The deal was signed by China's Shen Haixiong - the current head of the China Media Group, which oversees video surveillance, and the deputy minister in the country's powerful central propaganda office - and KBS President Yang Seung-dong.
Since THAAD was built, no Korean film has been officially released in China, and no major Korean musical group has been invited to perform. However, in the order from top to bottom, something was thawed to keep the contents out. Some prominent K-pop artists like Big Bang's G-Dragon and Blackpink's Lisa, the Thai woman, have landed major advertising deals and even variety shows in China.
But even after these deals, observers in Korean industry were still desperate last May over the possibility of reconciliation. “There are signs of optimism compared to four years ago when K-pop stars were removed from advertising.
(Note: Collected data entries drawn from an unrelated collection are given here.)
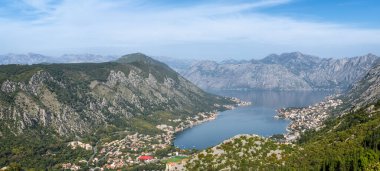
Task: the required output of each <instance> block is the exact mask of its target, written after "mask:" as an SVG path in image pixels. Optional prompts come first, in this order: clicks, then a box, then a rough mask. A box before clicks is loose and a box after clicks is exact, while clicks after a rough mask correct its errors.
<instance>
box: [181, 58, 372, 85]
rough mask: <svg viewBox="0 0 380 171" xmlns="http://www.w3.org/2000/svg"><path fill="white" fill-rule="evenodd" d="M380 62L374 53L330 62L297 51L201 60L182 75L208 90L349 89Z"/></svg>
mask: <svg viewBox="0 0 380 171" xmlns="http://www.w3.org/2000/svg"><path fill="white" fill-rule="evenodd" d="M378 59H379V57H377V56H375V55H373V54H367V55H364V56H358V57H351V58H341V59H333V58H327V59H326V58H319V57H316V56H312V55H305V54H302V53H300V52H293V53H283V54H281V55H276V54H272V55H269V56H267V57H266V58H263V59H261V60H251V61H249V62H244V61H243V62H231V63H227V62H221V63H218V62H215V61H200V62H198V63H195V64H193V65H192V66H191V67H190V68H189V69H188V70H186V71H184V72H181V74H182V75H184V76H185V78H187V79H189V80H190V81H192V82H194V83H195V84H196V85H198V86H200V87H202V88H204V89H261V90H345V89H347V88H348V87H349V85H351V84H353V83H354V82H355V81H357V80H359V79H360V78H362V76H363V74H364V73H365V72H367V71H368V70H369V68H370V67H371V66H372V65H373V64H374V63H375V62H376V61H377V60H378ZM223 74H224V75H223ZM221 75H223V76H221ZM292 83H296V84H292Z"/></svg>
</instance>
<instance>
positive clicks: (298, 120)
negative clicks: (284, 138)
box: [275, 96, 343, 142]
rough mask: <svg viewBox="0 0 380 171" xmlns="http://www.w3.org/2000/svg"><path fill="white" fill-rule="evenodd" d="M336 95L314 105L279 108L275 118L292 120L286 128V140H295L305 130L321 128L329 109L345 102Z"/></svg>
mask: <svg viewBox="0 0 380 171" xmlns="http://www.w3.org/2000/svg"><path fill="white" fill-rule="evenodd" d="M335 97H336V96H329V97H327V98H326V99H325V100H324V101H322V102H319V103H317V104H315V105H313V106H308V107H304V108H283V109H279V110H277V115H276V116H275V118H278V119H288V120H290V121H291V122H290V123H289V125H288V126H287V128H286V130H287V133H286V134H285V135H284V137H285V142H294V141H295V140H297V139H298V138H299V137H300V136H301V133H303V132H304V131H305V130H309V129H315V130H318V129H320V128H321V127H322V126H323V122H324V121H325V120H326V119H327V118H328V116H329V114H328V113H329V111H331V110H332V109H335V108H336V107H337V106H339V105H341V104H342V103H343V101H342V100H340V99H337V98H335Z"/></svg>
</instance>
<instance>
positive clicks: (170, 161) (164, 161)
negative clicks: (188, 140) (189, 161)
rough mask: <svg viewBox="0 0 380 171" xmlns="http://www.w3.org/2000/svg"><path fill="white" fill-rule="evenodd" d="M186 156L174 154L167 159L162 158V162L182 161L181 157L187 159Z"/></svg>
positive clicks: (172, 161)
mask: <svg viewBox="0 0 380 171" xmlns="http://www.w3.org/2000/svg"><path fill="white" fill-rule="evenodd" d="M187 158H188V157H187V156H174V157H171V158H169V159H167V160H163V161H162V162H164V163H169V162H180V161H182V160H183V159H187Z"/></svg>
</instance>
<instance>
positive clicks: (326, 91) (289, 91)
mask: <svg viewBox="0 0 380 171" xmlns="http://www.w3.org/2000/svg"><path fill="white" fill-rule="evenodd" d="M210 92H212V93H214V94H218V95H222V96H229V97H237V98H240V99H242V100H244V101H251V102H252V105H251V106H245V107H239V108H237V109H234V110H228V111H224V112H221V113H219V115H218V117H217V119H215V120H213V121H210V122H206V123H203V124H201V125H197V126H195V127H193V128H190V129H187V130H185V131H183V132H181V133H179V134H178V135H176V139H175V140H174V145H175V146H177V147H180V148H183V149H188V148H196V149H205V148H207V147H211V146H214V145H217V144H219V143H221V142H223V141H224V140H226V139H228V138H230V137H233V136H235V135H237V134H258V135H261V136H266V137H267V136H271V135H273V134H280V133H285V132H286V126H287V124H288V123H289V121H287V120H279V119H275V118H274V117H273V116H274V115H275V114H276V111H275V110H276V109H279V108H283V107H303V106H308V105H311V104H314V103H316V102H319V101H321V100H323V99H324V98H325V97H326V96H328V95H330V94H333V92H329V91H286V92H285V91H284V92H279V91H210Z"/></svg>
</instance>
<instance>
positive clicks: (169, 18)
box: [0, 0, 380, 58]
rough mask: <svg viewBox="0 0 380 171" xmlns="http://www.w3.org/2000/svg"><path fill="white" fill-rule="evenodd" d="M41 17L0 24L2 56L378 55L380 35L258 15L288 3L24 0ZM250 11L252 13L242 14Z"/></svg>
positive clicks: (376, 32) (269, 1)
mask: <svg viewBox="0 0 380 171" xmlns="http://www.w3.org/2000/svg"><path fill="white" fill-rule="evenodd" d="M26 1H28V4H29V5H31V6H33V7H34V8H36V9H37V10H39V11H44V13H46V14H44V15H43V16H42V17H40V18H38V19H37V20H32V21H18V20H6V19H3V20H0V24H1V25H2V27H1V28H0V37H2V38H1V40H0V43H1V44H4V46H2V47H0V51H2V52H4V53H7V52H40V53H56V54H60V53H65V52H67V53H71V52H74V53H75V52H93V53H103V54H110V53H111V54H122V53H129V52H135V51H141V52H146V53H149V54H152V55H160V56H162V55H168V56H177V57H192V56H197V57H202V56H208V57H214V58H216V57H240V58H242V57H245V58H247V57H262V56H264V55H266V54H269V53H273V52H276V53H280V52H284V51H295V50H298V51H304V52H306V53H312V54H316V55H323V56H329V57H330V56H353V55H358V54H362V53H368V52H373V53H380V50H379V48H377V47H380V30H376V29H363V28H354V27H350V26H347V25H340V24H334V23H323V22H312V21H299V20H295V19H292V18H287V17H281V16H271V15H268V14H260V13H258V12H255V9H256V8H266V7H270V6H275V5H281V4H284V3H289V2H290V1H288V0H267V1H256V2H253V3H239V4H235V5H231V4H206V5H198V6H187V7H178V8H169V7H166V6H155V5H150V4H149V3H148V2H147V1H133V0H130V1H119V0H115V1H102V0H83V1H76V0H64V1H62V2H61V3H59V4H55V5H52V4H51V3H50V2H48V1H42V0H26ZM247 11H249V12H247Z"/></svg>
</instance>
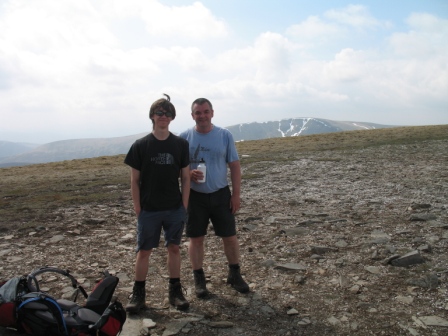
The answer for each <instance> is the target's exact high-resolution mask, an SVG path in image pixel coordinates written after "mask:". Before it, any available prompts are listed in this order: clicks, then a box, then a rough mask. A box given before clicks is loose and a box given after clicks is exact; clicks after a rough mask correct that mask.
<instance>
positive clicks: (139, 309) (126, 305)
mask: <svg viewBox="0 0 448 336" xmlns="http://www.w3.org/2000/svg"><path fill="white" fill-rule="evenodd" d="M145 297H146V292H145V287H137V286H134V288H133V289H132V297H131V300H130V301H129V303H128V304H127V305H126V311H127V312H129V313H138V311H139V310H140V309H141V308H143V307H144V306H145Z"/></svg>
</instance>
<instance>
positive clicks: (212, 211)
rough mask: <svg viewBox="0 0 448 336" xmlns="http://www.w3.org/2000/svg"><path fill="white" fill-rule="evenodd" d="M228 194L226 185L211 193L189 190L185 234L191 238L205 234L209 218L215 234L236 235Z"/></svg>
mask: <svg viewBox="0 0 448 336" xmlns="http://www.w3.org/2000/svg"><path fill="white" fill-rule="evenodd" d="M230 196H231V194H230V189H229V187H228V186H227V187H225V188H222V189H219V190H218V191H215V192H214V193H211V194H203V193H199V192H197V191H194V190H191V191H190V199H189V205H188V221H187V226H186V230H185V233H186V236H187V237H191V238H195V237H202V236H205V235H206V234H207V228H208V223H209V220H210V221H211V222H212V225H213V228H214V230H215V234H216V235H217V236H219V237H231V236H234V235H236V226H235V216H234V215H233V214H232V210H231V209H230Z"/></svg>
But it's too early to interpret it as anything other than what it actually is, ”said Lim Dae-geun, professor of Chinese interpretation at the Hankuk University of Foreign Studies, the then Korean Herald.
However, things may have changed now.
The CCTV-KBS deal appears to have emerged from a state visit by Chinese Foreign Minister Wang Yi to South Korea in late November to attempt to bring the country closer together before the arrival of the new US administration, Biden, as an ally.
The two countries agreed to have more cultural exchanges in 2021 and 2022, ahead of the Beijing Winter Olympics and the 30th anniversary of their diplomatic relations.
"The US is not the only country in the world," Wang said when asked at a press conference about his trip related to rivalries between the US and China. He described China and Korea as "like relatives".